Adopting various approaches and using different media, ten artists represented by Mohsen Gallery show their works with an emphasis on personal narratives: from organic thoughts to thinking bodies, from places, events, and memories to fantasies and conscience awareness of pain and suffering. “Factory 01” is the tile of the group exhibition at Mohsen Gallery running from June 29 to July 18, 2018

At times, we see the complete absence of human subject and body, such as Gohar Dashti’s abstract “Still Life” series that makes references to a 19th century technique. The simplicity of form and content represented as fragmented elements, imply a probable order before the inevitable chaos and destruction.
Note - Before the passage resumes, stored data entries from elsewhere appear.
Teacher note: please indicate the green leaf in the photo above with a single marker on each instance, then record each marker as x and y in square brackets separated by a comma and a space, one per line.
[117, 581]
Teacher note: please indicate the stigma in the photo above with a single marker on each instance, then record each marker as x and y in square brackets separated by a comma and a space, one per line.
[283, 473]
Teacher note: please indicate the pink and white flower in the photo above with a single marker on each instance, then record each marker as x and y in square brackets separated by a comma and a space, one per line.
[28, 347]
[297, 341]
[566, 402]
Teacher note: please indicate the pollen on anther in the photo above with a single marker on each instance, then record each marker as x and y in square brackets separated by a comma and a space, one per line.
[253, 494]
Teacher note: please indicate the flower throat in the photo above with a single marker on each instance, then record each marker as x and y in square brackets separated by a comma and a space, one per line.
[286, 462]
However, the artist seeks to make the pieces of this abstract nature cohere by making use of her feminine sensitivities.

In Mehrdad Afsari’s “Forty: A Treatise on Terrene Traverse,” the representation of the serene and illusive quality of the natural world and the viewer gaze at the distant horizon convey a faithful subject-object relation. Afsari combines the stillness and peacefulness of nature with a naked magnificence and a subtle absence. The number forty also refers to a “transition”: the age of forty is a border. Forty is a number that conveys patience, preparation, and above all, a new beginning.

Conversely, the literal depiction of emotions in Alireza Fani’s series engages the body in the clearest way. “Embrace” does not reveal psychological and physical phenomena about presence and touching bodies; rather, they have social implications with some sort of spontaneity. Unafraid of being seen and judged, human subjects cling together in interior and exterior settings.
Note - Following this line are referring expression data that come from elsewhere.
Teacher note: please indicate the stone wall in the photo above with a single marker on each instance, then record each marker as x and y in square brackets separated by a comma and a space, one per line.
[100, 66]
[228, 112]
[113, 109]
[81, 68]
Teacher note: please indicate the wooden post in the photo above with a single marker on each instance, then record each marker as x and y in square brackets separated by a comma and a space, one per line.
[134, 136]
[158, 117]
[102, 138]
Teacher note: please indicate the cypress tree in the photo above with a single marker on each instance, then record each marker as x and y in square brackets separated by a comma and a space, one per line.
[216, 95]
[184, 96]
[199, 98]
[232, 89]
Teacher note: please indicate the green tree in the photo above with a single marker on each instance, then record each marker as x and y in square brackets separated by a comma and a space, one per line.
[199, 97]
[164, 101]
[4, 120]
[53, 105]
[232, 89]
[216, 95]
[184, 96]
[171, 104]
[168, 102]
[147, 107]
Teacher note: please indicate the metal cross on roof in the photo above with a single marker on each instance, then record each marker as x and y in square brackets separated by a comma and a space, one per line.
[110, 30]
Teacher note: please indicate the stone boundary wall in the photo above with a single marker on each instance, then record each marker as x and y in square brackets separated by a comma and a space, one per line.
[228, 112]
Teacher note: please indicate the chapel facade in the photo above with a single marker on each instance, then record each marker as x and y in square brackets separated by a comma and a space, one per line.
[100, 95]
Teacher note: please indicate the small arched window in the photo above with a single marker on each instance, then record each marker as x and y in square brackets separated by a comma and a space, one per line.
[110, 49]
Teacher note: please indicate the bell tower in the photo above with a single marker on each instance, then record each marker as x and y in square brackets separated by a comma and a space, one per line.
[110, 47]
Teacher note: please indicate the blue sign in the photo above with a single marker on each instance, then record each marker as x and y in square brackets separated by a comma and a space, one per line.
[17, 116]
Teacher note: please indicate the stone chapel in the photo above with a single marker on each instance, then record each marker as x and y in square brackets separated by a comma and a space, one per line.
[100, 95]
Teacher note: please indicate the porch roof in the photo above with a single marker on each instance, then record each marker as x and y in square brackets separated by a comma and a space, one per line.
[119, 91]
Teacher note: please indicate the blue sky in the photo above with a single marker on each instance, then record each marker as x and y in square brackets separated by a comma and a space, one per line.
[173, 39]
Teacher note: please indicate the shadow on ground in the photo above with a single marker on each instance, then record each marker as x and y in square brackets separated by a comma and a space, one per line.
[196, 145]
Now moving from “events” to awareness and physical suffering, Using cannibal night-blinds in her series, “The Night-Blinds Do Not Show Mercy to Each Other,” Sara Abbasian deals with a theme that runs through most of her works, namely war. Not all wars start deliberately, but its victims suffer consciously. Carnivorous, night-blinds are the only mammals that can fly, which is why they are powerful and also destructive. Assault on enemy positions is not merely physical, but also psychological; like molesting a female body during the time of war in the battlefield. Mojtaba Amini’s collages, “Death is the Highest Orgasm,” address the same bodily concerns and psychological warfare with sexual implications.

Another form of imaginary representation of the body, which is more ambiguous, can be found in Arya Tabandehpoor’s “Bones” and “Portraits” series. He considers the body in terms of its fragility with a more imaginative approach: impermanence, imperfection, decadence, gradual degradation of functions, organism, and eventually, death.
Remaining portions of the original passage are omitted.